次に私(吉本)は斯う言った。「頭髪を無造作に刈った壮年の男が、背広を着て、両手をポケットに突込んだまま、都会の街路樹の下をうつむいて歩んでゆく。俺は若しなれるのならそんな者になりたい。」

学生3人が、冬の下宿で、もしこういうものになりたいということがあったらここで言おうと話したとき、吉本が言ったことです。真意がつかめているかどうかはわかりませんが、無名で、ありふれていて、律儀で、世間並みの苦労に首まで浸りながらそれを淡々とかき分けて行っている姿だと感じました。で、この姿に吉本のいくつかの言葉を語らせてみると、喧嘩腰のべらんめえ調よりも、とつとつとした口調が似合って聞こえるのです。その後コム・デ・ギャルソンを着るに至ったとき、鮎川信夫が何を感じたのかわからないし、吉本にしてみれば、まさにそれは青年期の吉本を「超克」した姿だったのかもしれません。でもぼくにとってみれば、60~70年代の吉本の、たとえば「(レーニンは)非政治的な大衆のなかに、究極的には権力が移行すべきであること、そのときは国家とか党とかが消滅すること、つまり自らが消滅することをはっきりとしたヴィジョンの過程をとって断言しているのだ」とか「青年が、はじめに決意を交わしてしまったことは、誰にも止めることはできない。
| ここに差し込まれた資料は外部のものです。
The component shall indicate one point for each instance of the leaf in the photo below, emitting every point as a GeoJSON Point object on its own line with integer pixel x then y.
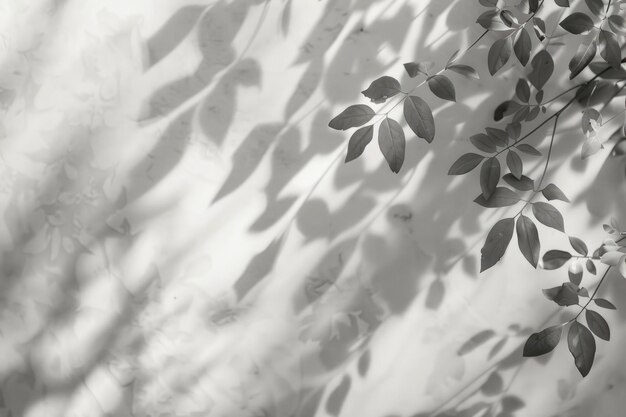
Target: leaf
{"type": "Point", "coordinates": [612, 258]}
{"type": "Point", "coordinates": [617, 23]}
{"type": "Point", "coordinates": [416, 68]}
{"type": "Point", "coordinates": [543, 342]}
{"type": "Point", "coordinates": [539, 96]}
{"type": "Point", "coordinates": [528, 239]}
{"type": "Point", "coordinates": [575, 273]}
{"type": "Point", "coordinates": [543, 67]}
{"type": "Point", "coordinates": [392, 143]}
{"type": "Point", "coordinates": [554, 259]}
{"type": "Point", "coordinates": [522, 46]}
{"type": "Point", "coordinates": [501, 197]}
{"type": "Point", "coordinates": [483, 142]}
{"type": "Point", "coordinates": [522, 90]}
{"type": "Point", "coordinates": [358, 141]}
{"type": "Point", "coordinates": [496, 243]}
{"type": "Point", "coordinates": [507, 18]}
{"type": "Point", "coordinates": [598, 325]}
{"type": "Point", "coordinates": [582, 346]}
{"type": "Point", "coordinates": [419, 117]}
{"type": "Point", "coordinates": [596, 6]}
{"type": "Point", "coordinates": [504, 109]}
{"type": "Point", "coordinates": [577, 23]}
{"type": "Point", "coordinates": [610, 50]}
{"type": "Point", "coordinates": [552, 192]}
{"type": "Point", "coordinates": [489, 176]}
{"type": "Point", "coordinates": [465, 164]}
{"type": "Point", "coordinates": [499, 135]}
{"type": "Point", "coordinates": [584, 55]}
{"type": "Point", "coordinates": [353, 116]}
{"type": "Point", "coordinates": [601, 302]}
{"type": "Point", "coordinates": [565, 295]}
{"type": "Point", "coordinates": [514, 162]}
{"type": "Point", "coordinates": [539, 27]}
{"type": "Point", "coordinates": [499, 54]}
{"type": "Point", "coordinates": [465, 70]}
{"type": "Point", "coordinates": [529, 150]}
{"type": "Point", "coordinates": [452, 58]}
{"type": "Point", "coordinates": [548, 215]}
{"type": "Point", "coordinates": [591, 267]}
{"type": "Point", "coordinates": [442, 87]}
{"type": "Point", "coordinates": [381, 89]}
{"type": "Point", "coordinates": [523, 184]}
{"type": "Point", "coordinates": [578, 245]}
{"type": "Point", "coordinates": [514, 130]}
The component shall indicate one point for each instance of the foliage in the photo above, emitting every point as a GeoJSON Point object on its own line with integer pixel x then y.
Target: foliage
{"type": "Point", "coordinates": [501, 152]}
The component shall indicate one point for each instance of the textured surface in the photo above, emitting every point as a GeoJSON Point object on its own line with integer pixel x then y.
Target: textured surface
{"type": "Point", "coordinates": [180, 236]}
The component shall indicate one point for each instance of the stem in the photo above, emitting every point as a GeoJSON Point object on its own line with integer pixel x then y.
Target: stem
{"type": "Point", "coordinates": [437, 73]}
{"type": "Point", "coordinates": [557, 114]}
{"type": "Point", "coordinates": [545, 167]}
その結末がどうであろうとも、また、その理念がどんな誤謬にみちていても、どうすることもできない。冷静に注視することができるだけだ。醒めて後にたたかい、そして生きることの困難さに、彼らが耐えることを願うだけだ」といった言葉は、さきほど吉本自身が描こうとした自画像と「とつとつとした口調」に語られる限り「無化」されることはないと思えます。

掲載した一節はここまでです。